Christ masih tidak bergeming dari tempatnya. Hatinya bergolak, Pertama kali melihat akting Maya secara langsung membuatnya semakin tidak ingin melepaskan Maya. Setelah sepuluh tahun dia tidak pernah menonton drama, hari ini dia kembali jatuh cinta dengan gemerlap dunia panggung.

"Angel...aku akan memilikimu," gumamnya. 

Tanpa sadar kakinya melangkah, membuat beberapa orang menyingkir perlahan untuk memberinya jalan. Dan langkahnya terhenti tepat di depan Maya.

Tertegun, Maya menatap bingung pada 'Dark Lord' tampan yang memandangnya tanpa ekspresi.

"Akting yang luar biasa dan pertunjukan yang mempesona. Aku tidak sabar untuk melihat pertunjukanmu yang lain,"

"Ng...te..terima kasih," jawab Maya yang tergagap karena terlalu senang. Dia tidak menyangka akan mendapat sambutan sebaik itu.

"Cepat ganti bajumu, aku akan mengantarmu pulang," kata Christ tiba-tiba.

"Hah?!" Mata Maya sampai membulat saat mendengarnya.

Belum sempat Maya menjawab Christ sudah berbalik meninggalkannya. Maya berjalan ke ruang gantinya dengan bingung. Dalam hati Maya mendengus kesal dengan sikap Christ yang menurutnya mengintimidasi.
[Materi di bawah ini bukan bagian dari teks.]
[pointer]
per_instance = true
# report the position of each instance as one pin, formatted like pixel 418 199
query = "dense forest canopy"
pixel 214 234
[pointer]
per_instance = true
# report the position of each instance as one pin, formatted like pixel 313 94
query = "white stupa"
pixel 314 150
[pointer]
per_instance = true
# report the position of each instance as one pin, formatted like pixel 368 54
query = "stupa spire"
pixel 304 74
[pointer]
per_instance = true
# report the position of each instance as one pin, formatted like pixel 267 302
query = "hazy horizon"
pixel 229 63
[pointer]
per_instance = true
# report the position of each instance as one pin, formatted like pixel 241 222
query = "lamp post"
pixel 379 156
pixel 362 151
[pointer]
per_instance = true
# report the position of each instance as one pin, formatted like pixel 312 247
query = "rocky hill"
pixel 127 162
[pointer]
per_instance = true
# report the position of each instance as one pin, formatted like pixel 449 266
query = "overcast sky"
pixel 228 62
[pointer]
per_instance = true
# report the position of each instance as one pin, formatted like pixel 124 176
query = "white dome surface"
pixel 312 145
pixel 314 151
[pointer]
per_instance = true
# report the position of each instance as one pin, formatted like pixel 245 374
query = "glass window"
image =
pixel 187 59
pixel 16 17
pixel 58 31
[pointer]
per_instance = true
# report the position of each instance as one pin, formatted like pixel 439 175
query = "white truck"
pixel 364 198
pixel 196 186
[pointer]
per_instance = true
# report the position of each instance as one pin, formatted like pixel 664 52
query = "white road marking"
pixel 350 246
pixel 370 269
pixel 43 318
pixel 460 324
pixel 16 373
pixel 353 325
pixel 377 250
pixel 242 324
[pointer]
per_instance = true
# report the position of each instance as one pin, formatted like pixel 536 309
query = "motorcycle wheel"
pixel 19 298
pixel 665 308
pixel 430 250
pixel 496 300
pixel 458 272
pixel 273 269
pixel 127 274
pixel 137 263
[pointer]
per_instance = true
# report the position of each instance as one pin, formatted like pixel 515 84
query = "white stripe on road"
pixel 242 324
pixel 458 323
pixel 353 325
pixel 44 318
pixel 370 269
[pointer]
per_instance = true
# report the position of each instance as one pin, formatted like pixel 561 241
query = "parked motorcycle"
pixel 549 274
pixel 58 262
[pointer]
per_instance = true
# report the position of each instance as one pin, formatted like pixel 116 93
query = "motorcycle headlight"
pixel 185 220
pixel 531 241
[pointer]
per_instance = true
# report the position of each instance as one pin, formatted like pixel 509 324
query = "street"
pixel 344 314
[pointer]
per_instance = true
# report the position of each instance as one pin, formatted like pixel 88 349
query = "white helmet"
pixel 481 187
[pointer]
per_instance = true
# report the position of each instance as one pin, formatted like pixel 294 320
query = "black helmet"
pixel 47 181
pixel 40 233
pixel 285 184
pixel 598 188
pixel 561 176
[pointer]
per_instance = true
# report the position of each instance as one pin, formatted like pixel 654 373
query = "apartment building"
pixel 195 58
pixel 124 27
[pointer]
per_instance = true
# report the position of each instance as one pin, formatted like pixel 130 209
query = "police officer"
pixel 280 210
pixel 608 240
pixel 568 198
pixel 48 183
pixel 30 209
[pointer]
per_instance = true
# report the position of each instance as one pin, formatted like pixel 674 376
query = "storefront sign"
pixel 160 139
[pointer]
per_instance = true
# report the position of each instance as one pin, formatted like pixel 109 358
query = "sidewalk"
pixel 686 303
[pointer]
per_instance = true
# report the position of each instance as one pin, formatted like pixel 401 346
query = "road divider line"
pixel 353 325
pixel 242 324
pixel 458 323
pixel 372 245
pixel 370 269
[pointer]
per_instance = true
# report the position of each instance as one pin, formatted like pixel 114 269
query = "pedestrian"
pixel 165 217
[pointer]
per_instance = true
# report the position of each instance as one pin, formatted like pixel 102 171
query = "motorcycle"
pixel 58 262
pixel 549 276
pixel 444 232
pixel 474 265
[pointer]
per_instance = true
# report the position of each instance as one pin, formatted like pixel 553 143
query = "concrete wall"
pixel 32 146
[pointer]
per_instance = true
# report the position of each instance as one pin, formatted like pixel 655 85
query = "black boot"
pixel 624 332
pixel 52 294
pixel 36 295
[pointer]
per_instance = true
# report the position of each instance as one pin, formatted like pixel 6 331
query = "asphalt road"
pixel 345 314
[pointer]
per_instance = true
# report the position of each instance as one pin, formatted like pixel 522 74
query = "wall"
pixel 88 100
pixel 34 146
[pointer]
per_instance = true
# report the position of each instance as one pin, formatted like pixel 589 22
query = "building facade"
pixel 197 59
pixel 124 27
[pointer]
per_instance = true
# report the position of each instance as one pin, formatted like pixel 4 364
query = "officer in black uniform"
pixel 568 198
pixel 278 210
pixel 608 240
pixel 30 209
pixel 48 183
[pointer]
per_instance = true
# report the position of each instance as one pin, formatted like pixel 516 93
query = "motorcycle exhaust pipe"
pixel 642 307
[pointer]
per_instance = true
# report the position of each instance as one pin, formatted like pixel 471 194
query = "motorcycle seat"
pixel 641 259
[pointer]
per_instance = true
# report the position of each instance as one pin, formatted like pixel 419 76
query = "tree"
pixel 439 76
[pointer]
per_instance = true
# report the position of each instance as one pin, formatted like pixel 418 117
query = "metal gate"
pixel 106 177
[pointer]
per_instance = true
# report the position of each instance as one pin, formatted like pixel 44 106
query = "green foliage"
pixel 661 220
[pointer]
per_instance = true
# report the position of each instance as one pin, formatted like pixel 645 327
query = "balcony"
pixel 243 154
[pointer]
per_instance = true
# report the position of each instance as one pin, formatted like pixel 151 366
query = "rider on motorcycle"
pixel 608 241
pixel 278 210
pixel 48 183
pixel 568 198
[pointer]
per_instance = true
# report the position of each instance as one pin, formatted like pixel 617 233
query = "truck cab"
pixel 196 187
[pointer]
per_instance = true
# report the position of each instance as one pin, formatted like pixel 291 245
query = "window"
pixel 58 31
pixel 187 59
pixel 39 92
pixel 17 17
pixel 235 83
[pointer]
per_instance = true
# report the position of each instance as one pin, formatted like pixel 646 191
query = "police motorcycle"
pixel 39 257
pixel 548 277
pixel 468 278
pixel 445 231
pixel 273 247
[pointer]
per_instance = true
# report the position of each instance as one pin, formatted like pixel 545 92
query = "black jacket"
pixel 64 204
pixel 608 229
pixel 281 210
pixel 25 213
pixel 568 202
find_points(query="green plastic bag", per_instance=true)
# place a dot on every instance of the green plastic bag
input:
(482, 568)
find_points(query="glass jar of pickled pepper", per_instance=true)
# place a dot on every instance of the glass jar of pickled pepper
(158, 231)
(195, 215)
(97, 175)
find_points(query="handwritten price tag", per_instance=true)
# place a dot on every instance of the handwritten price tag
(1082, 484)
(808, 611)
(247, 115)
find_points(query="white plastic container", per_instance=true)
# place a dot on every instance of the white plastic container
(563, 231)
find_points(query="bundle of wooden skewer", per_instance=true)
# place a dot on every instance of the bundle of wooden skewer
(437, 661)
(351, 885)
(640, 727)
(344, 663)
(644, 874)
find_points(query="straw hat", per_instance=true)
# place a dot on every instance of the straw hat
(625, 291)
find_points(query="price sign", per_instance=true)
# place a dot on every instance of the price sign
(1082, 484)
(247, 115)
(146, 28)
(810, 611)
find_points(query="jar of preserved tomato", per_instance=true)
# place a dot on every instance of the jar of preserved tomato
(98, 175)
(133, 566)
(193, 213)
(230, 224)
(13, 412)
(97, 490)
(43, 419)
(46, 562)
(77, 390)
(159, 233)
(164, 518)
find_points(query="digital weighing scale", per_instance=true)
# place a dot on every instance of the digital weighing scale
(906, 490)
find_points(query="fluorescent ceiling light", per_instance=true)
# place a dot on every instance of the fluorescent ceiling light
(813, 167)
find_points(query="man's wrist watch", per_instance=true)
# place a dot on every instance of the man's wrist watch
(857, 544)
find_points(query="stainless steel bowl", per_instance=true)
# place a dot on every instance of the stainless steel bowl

Di ruang ganti pribadinya, Maya tertegun menatap cermin. Melihat dirinya sendiri dengan balutan kostum Cleopatra. Sikap Christ mengingatkan Maya pada Masumi.

"Hhhmmm, Masumi...aku jadi Cleopatra hari ini. Andai kau ada disini...aku rindu...," Maya bicara pada bayangannya sendiri di cermin.

Diapun duduk di meja rias, menopang dagu dengan kedua tangannya. Keningnya berkerut, otaknya sedang memikirkan sesuatu.

"Kira-kira kau sedang apa ya? Aku mengganggu tidak?" Maya masih menggumam tidak jelas.
Tangannya memainkan handphone di atas meja.

Tiba-tiba Maya cemberut, "Aku kan kekasihnya, kenapa harus takut?" dan dengan cepat tangannya menekan tombol panggil.

***
Sementara itu di kantor Daito....

"Kenapa konsernya bisa sampai gagal? Apa kerja kalian? Aku tidak mau tahu alasannya! Sabotase atau apapun! Seseorang harus mempertanggung jawabkan kegagalan ini! Kalau tidak ada juga yang mau bicara kalian semua akan ku pecat!" Masumi naik pitam diruang rapat. 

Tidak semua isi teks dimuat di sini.